Yaoreima, also known as Yaoreima Chanu, was a queen in the early history of ancient Meitei civilization. She was connected to both the Chenglei kingdom and the Ningthouja kingdom.

== Early life ==
Yaoreima was the wife of Thangyi Khongjromba, a king of the Chenglei dynasty. Through this marriage, she became queen of the Chenglei kingdom.

She is mentioned in the Chengleiron, the royal chronicle of the Chenglei dynasty. This record connects her to the history and traditions of the Chenglei rulers.

== Conflict between the Chenglei and Ningthouja kings ==

Later, Yaoreima became related to with Naokhamba, a Meitei king of the Ningthouja dynasty. According to different accounts, she either eloped with Naokhamba or was abducted by him. This event caused a conflict between the two kings.

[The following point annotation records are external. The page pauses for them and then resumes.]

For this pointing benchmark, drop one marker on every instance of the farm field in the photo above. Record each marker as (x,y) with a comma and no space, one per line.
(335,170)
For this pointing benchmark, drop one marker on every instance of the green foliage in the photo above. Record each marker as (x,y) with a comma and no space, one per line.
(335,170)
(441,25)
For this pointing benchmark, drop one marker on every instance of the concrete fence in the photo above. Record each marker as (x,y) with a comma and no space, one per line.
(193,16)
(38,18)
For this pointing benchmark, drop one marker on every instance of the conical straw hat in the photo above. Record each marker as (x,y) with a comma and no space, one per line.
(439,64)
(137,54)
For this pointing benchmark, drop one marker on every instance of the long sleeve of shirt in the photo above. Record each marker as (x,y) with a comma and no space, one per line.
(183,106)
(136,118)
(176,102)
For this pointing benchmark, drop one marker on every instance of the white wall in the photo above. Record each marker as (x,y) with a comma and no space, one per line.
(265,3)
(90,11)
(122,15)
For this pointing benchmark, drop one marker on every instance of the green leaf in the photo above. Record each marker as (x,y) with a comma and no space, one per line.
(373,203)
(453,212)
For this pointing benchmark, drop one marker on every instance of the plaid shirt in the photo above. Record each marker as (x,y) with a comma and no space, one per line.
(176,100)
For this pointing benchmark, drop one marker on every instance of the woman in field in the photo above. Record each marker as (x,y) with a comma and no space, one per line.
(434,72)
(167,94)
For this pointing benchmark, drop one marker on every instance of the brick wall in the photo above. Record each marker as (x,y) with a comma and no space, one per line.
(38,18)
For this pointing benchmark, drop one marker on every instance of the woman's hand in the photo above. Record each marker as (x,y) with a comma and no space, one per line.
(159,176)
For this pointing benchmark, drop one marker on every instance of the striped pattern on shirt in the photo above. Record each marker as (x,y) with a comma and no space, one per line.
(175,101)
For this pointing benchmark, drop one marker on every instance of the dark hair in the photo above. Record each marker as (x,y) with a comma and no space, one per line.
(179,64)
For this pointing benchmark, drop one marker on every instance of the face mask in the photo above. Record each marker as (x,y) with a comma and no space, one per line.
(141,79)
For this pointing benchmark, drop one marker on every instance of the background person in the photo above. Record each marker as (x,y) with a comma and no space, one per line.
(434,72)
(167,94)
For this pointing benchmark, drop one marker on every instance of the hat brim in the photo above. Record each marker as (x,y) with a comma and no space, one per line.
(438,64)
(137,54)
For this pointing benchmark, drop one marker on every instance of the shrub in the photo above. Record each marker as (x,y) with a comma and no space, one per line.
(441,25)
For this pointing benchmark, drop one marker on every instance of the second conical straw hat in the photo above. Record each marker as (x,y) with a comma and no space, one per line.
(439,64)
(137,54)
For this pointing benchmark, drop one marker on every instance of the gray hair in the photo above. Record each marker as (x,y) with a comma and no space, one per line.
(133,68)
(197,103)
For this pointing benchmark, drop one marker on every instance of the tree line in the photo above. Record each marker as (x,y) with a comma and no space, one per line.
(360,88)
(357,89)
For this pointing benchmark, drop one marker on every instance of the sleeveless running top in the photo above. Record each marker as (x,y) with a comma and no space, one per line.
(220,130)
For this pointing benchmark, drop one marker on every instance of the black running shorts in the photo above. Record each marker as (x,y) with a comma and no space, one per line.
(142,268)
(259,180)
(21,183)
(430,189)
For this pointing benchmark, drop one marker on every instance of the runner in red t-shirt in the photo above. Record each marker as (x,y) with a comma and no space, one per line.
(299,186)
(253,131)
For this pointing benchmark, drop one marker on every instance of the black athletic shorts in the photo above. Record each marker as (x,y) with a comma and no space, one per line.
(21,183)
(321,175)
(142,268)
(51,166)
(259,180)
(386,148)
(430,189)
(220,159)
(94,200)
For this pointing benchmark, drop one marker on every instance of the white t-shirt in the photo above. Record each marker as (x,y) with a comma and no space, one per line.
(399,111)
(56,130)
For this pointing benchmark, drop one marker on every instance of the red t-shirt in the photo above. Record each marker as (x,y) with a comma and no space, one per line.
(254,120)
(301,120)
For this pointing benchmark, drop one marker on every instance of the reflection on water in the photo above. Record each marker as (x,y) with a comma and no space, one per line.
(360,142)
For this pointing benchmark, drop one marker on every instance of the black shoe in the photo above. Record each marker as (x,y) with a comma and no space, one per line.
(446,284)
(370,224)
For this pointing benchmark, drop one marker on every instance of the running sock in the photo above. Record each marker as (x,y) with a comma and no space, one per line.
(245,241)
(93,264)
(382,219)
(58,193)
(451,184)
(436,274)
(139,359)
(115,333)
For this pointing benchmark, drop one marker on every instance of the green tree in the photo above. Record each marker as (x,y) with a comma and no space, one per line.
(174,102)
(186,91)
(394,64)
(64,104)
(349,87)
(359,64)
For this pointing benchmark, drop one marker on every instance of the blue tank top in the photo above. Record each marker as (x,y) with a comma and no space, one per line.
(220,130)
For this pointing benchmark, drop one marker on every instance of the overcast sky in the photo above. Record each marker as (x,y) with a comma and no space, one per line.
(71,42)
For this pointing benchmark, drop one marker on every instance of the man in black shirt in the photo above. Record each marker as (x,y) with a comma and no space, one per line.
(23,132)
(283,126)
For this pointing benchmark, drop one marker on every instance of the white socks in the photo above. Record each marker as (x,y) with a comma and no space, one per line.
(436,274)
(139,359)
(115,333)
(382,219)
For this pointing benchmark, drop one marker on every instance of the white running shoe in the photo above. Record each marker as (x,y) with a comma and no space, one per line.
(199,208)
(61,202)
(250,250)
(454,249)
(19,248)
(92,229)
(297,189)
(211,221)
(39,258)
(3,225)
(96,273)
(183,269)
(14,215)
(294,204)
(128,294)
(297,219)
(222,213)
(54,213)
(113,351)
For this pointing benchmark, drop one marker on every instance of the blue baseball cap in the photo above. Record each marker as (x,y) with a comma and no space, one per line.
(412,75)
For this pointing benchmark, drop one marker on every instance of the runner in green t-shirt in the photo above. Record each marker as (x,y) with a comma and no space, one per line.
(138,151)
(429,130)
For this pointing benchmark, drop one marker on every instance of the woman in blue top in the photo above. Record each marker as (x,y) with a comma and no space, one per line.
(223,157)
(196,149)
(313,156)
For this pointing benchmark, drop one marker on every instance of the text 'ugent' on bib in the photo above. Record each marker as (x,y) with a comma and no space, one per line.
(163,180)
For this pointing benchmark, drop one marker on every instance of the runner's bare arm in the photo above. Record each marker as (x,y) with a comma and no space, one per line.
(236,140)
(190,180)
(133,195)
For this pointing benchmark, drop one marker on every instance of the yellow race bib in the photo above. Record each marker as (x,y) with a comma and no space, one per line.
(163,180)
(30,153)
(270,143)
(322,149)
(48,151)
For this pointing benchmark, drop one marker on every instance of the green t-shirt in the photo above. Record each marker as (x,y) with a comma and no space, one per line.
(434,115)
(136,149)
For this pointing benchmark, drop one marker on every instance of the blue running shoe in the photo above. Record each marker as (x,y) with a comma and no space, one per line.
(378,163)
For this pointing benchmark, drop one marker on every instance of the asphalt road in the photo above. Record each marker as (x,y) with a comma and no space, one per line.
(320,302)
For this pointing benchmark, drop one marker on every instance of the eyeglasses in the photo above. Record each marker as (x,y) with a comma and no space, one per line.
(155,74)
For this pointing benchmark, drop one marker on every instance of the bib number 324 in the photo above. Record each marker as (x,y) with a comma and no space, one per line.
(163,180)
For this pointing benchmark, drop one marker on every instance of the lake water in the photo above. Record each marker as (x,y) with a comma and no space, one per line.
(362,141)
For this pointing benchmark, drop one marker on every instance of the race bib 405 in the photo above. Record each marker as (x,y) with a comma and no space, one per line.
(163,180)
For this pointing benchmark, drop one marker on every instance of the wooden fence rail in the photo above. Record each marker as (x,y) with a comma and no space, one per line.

A duel fight happened between the Chenglei king and the Ningthouja king. Naokhamba defeated Thangyi Khongjromba. After this defeat, Yaoreima became the queen of the Ningthouja kingdom.

== Queen of the Ningthoujas ==

As queen of the Ningthouja kingdom, Yaoreima gave birth to two princes. One was Naophan Ahanba. The other was Naophangba, who lived from about 428 to 518 CE and later became king of the Ningthouja dynasty.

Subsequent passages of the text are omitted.